Es ist also weniger eine Kontaktreduzierung in Bars, Gaststätten, Kinos etc. angezeigt, sondern vor allem in den Bereichen, in denen sich Kinder treffen - so brutal das auch für Kinder ist. Da die Gebäude von Kitas und Schulen nicht für einen solchen Virusüberfall geplant wurden, sind die Räume zu klein für die

„normale“ Anzahl von Kindern. Die Gebäude sind auch so schnell nicht umbaubar und auch keine zusätzlichen Räume rekrutierbar. Wenn sich an den sächlichen Gegebenheiten nichts ändern lässt, muss man an die sozialen Gegebenheiten gehen. Bei der derzeitig hohen Ansteckungsrate hilft hier nur ein Wechsel ins Szenario B und, wenn das nicht genug hilft, in Szenario C.

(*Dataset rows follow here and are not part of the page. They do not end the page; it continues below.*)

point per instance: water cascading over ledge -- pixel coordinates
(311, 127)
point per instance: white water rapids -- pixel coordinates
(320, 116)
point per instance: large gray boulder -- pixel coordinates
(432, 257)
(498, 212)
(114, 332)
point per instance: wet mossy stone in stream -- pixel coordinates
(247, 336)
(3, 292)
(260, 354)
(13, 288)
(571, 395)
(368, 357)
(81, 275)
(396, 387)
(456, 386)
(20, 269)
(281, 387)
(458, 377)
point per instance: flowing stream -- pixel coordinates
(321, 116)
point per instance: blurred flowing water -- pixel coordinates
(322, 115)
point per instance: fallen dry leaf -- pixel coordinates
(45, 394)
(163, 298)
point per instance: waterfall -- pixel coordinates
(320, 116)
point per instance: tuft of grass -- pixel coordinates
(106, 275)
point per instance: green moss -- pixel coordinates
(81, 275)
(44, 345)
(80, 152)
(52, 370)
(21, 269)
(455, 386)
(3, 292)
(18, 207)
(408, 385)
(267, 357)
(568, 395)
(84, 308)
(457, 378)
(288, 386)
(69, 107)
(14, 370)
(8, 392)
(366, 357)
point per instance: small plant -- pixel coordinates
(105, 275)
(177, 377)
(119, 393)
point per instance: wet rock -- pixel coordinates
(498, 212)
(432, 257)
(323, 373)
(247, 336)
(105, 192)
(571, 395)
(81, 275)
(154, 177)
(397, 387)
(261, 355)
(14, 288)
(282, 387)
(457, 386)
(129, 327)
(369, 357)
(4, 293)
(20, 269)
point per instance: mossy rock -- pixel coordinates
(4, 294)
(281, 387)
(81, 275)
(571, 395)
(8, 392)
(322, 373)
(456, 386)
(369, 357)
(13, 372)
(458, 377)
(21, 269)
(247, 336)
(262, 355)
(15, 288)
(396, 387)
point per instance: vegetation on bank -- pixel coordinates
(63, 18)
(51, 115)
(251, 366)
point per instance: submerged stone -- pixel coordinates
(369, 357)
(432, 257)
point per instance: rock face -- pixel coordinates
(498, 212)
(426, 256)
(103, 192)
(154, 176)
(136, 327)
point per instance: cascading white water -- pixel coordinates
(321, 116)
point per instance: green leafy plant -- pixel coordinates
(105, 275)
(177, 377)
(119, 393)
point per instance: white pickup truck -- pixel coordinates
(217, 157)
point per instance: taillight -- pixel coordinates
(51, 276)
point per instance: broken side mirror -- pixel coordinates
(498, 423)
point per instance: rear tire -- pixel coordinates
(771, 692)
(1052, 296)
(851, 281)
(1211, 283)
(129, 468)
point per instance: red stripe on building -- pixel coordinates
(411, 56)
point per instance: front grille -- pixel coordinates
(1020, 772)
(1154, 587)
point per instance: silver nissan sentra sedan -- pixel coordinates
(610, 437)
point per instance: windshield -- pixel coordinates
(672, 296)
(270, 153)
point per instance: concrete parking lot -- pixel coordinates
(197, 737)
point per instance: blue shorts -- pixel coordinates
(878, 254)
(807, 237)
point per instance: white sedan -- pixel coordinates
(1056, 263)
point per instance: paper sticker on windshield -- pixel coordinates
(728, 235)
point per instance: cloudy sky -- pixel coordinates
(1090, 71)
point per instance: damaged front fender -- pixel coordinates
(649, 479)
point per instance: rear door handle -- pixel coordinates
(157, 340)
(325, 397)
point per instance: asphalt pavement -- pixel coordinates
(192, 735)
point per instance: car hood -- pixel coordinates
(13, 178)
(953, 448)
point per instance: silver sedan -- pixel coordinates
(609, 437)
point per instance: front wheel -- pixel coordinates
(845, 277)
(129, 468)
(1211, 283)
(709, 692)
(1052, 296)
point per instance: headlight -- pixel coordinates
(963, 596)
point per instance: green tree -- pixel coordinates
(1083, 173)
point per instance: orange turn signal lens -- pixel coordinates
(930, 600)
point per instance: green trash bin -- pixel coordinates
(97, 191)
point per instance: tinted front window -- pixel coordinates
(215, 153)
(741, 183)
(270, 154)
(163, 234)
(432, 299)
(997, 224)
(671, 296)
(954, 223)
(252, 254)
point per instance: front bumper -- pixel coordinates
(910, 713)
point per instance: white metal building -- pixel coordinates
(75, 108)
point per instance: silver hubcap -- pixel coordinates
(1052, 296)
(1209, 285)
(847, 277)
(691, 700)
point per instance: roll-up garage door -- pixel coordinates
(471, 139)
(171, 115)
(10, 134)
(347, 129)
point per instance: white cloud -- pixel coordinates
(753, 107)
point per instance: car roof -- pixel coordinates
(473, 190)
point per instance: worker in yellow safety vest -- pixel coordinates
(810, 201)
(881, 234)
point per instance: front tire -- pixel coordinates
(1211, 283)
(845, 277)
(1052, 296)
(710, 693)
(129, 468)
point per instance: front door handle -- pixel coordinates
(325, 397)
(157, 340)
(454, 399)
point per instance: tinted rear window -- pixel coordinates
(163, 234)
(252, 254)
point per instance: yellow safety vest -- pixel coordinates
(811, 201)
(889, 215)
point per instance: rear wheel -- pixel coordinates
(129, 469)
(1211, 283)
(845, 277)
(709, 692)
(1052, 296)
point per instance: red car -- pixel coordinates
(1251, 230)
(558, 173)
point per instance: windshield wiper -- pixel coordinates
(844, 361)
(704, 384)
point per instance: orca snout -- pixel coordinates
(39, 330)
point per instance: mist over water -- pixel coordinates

Schulen werden derzeit aber vollständig offen gehalten. Und das nicht aus der Abwägung heraus, ob das Recht auf Bildung oder das Recht auf gesundheitliche Unversehrtheit (und dazu gehört auch die psychische) mehr wiegen. Die Abwägung erfolgte zwischen Recht auf Bildung und wirtschaftlichen Interessen. Auch wenn es immer heißt, die Jugend (und deren Bildung) sei unsere Zukunft und damit unser höchstes Gut, so muss klar festgehalten werden: Nicht eure Worte zählen, sondern Eure Taten! Und zu denen gehört dazu, dass wir als Landesbedienstete verheizt werden, indem wir noch nicht einmal die inzwischen vorgeschriebenen Masken gestellt bekommen. Jeder andere Arbeitgeber ist verpflichtet, sie bereit zu stellen, nur das Land Niedersachsen nimmt sich hier eine bodenlose Frechheit heraus. Bodenlos deshalb, weil unsereiner seinen Dienstherrn nicht so einfach verklagen kann, wie es jeder andere Arbeitnehmer mit seinem Arbeitgeber machen kann. Unabhängig vom derzeitigen Maskenzwang ist der Arbeitgeber dennoch zur Gesunderhaltung seiner Bediensteten verpflichtet, was bedeutet, technische Einrichtungen anzuschaffen, die z.B. die Viren aus der Luft in den Klassenräumen herausfiltern.

Unser Appell an die Landespolitik: Wechselt das Paradigma und wechselt in Szenario B, bis die Inzidenz in jedem einzelnen Landkreis wieder unter 35 ist und stellt uns ENDLICH die uns zustehenden Masken und Luftfiltersysteme zur Verfügung!